第6話「心の波紋」



朝の仕込みを終えた頃、理沙が不安そうな面持ちで店に入ってきた。


「陽子さん、あの...一つ相談があって」


歯切れの悪い理沙の様子に、陽子は手を止めた。いつもの明るい理沙とは違う。


「どうしたの?」

「実は、友達のことなんです...」


話を聞けば、理沙の親友が突然、SNSのアカウントを全て消して連絡が取れなくなったという。
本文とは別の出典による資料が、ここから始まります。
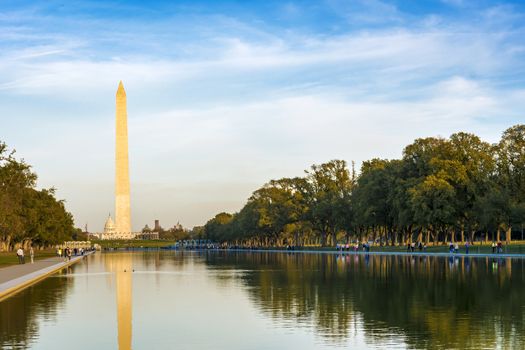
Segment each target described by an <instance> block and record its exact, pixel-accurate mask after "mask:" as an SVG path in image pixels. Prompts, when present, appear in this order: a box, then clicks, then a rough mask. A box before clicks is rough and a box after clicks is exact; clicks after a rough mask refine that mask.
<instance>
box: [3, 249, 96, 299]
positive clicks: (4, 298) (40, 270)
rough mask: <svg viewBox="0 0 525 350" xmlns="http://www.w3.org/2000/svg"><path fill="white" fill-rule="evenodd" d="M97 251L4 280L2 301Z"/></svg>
mask: <svg viewBox="0 0 525 350" xmlns="http://www.w3.org/2000/svg"><path fill="white" fill-rule="evenodd" d="M93 253H95V252H94V251H92V252H87V253H86V254H84V255H81V256H75V257H72V258H71V260H69V261H64V262H60V263H57V264H55V265H51V266H48V267H45V268H43V269H40V270H38V271H34V272H31V273H28V274H26V275H23V276H20V277H17V278H14V279H12V280H10V281H7V282H4V283H1V284H0V302H1V301H3V300H5V299H7V298H9V297H11V296H12V295H14V294H16V293H18V292H20V291H22V290H23V289H25V288H27V287H29V286H31V285H33V284H35V283H37V282H40V281H41V280H43V279H45V278H46V277H48V276H49V275H51V274H53V273H55V272H57V271H59V270H61V269H63V268H65V267H68V266H70V265H73V264H75V263H77V262H79V261H80V260H81V259H82V258H84V257H86V256H89V255H91V254H93Z"/></svg>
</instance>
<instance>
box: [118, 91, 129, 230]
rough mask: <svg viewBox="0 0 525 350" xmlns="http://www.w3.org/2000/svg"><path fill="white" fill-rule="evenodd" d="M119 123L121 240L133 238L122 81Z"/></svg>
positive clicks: (118, 120)
mask: <svg viewBox="0 0 525 350" xmlns="http://www.w3.org/2000/svg"><path fill="white" fill-rule="evenodd" d="M116 119H117V123H116V148H115V233H116V235H117V236H120V238H133V237H132V236H133V235H132V233H131V209H130V198H129V197H130V195H129V159H128V113H127V110H126V91H124V85H122V81H121V82H120V83H119V85H118V90H117V118H116Z"/></svg>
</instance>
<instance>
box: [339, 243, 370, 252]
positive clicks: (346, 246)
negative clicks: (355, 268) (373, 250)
mask: <svg viewBox="0 0 525 350" xmlns="http://www.w3.org/2000/svg"><path fill="white" fill-rule="evenodd" d="M362 247H363V251H364V252H369V251H370V245H369V244H368V243H366V242H365V243H362ZM336 249H337V250H338V251H341V252H342V251H345V250H346V251H350V249H352V250H353V251H354V252H357V251H358V250H359V243H357V242H356V243H355V244H349V243H346V244H339V243H338V244H337V246H336Z"/></svg>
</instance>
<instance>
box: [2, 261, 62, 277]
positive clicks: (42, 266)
mask: <svg viewBox="0 0 525 350" xmlns="http://www.w3.org/2000/svg"><path fill="white" fill-rule="evenodd" d="M60 262H64V259H62V258H59V257H54V258H47V259H42V260H35V263H34V264H31V258H29V257H26V263H25V264H22V265H11V266H7V267H3V268H1V269H0V284H2V283H5V282H7V281H10V280H12V279H15V278H18V277H21V276H24V275H27V274H30V273H31V272H35V271H38V270H42V269H44V268H46V267H49V266H52V265H56V264H58V263H60Z"/></svg>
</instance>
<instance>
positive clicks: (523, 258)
mask: <svg viewBox="0 0 525 350" xmlns="http://www.w3.org/2000/svg"><path fill="white" fill-rule="evenodd" d="M188 251H207V250H205V249H200V250H199V249H194V250H191V249H189V250H188ZM209 251H226V252H270V253H292V254H293V253H304V254H332V255H391V256H437V257H446V258H450V257H464V258H516V259H525V254H519V253H515V254H512V253H499V254H492V253H488V254H487V253H469V254H466V253H448V252H395V251H394V252H386V251H383V252H378V251H371V252H364V251H357V252H354V251H337V250H334V251H331V250H312V249H304V250H286V249H253V250H251V249H216V250H213V249H210V250H209Z"/></svg>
「最近、『みんな楽しそうなのに、私だけ...』って言ってて...」


その時、店の風鈴が鳴った。


「いらっしゃいませ」


入ってきたのは、二十代前半くらいの女性。大きめのサングラスをかけ、マスクもしている。どこか人目を避けるような様子だ。


「奥の席、いいですか...」


か細い声で言う彼女の周りに、陽子は濃い靄を感じた。そして直感的に分かった。これが理沙の言っていた友人なのだと。


「理沙ちゃん、お茶を淹れてもいい?」


理沙が頷くのを確認すると、陽子は实相院の煎茶を用意し始めた。途端、手元から温かな光が広がるような感覚。今度は祖母の声が聞こえてきた。


『お茶は、心と心を繋ぐ架け橋なのよ』


薄い靄の中に、祖母の若かりし日の姿が一瞬、重なって見えた。


陽子はゆっくりとお茶を淹れ、二つのカップを用意した。


「よかったら、ご一緒にいかがですか?」


サングラスの女性は少し躊躇したが、理沙の「ミキ...?」という声に、ハッとしたように顔を上げた。


「り、理沙...」


マスクとサングラスを外した彼女の目は、涙で潤んでいた。


「ごめんね...私、もう限界で...」


陽子は二人にお茶を差し出し、そっと席を外した。カウンターから見ていると、お茶を飲みながら、二人の周りの靄が少しずつ晴れていくのが分かる。


しばらくして、二人の女性の表情が和らいでいった。話し合いながら、時には涙を流し、時には小さく笑い...。


「本当に不思議ね」


琴子の声が聞こえた。振り返ると、うっすらとその姿が見える。


「お茶は人を癒すだけじゃない。人と人を繋ぎ、心を開く力もある。あなたのお祖母様は、その力を使って多くの人を救ったの」


外では小雨が降り始めていた。店内の温かな空気が、しっとりとした雨の音に包まれる。


「陽子さん」


帰り際、理沙とミキが声をかけてきた。


「また来てもいいですか? その...このお茶、なんだか心が落ち着くんです」


陽子は微笑んで頷いた。カウンターの上では、白い椿の花びらが、雨の音に合わせてそっと揺れていた。


琴子の気配が消え、代わりに祖母の日記の言葉が心に浮かぶ。


『お茶は、心を映す鏡。そして、人を繋ぐ架け橋—』


陽子は静かに頷いた。これが、自分に託された力の使い方なのだと、少しずつ理解できてきた。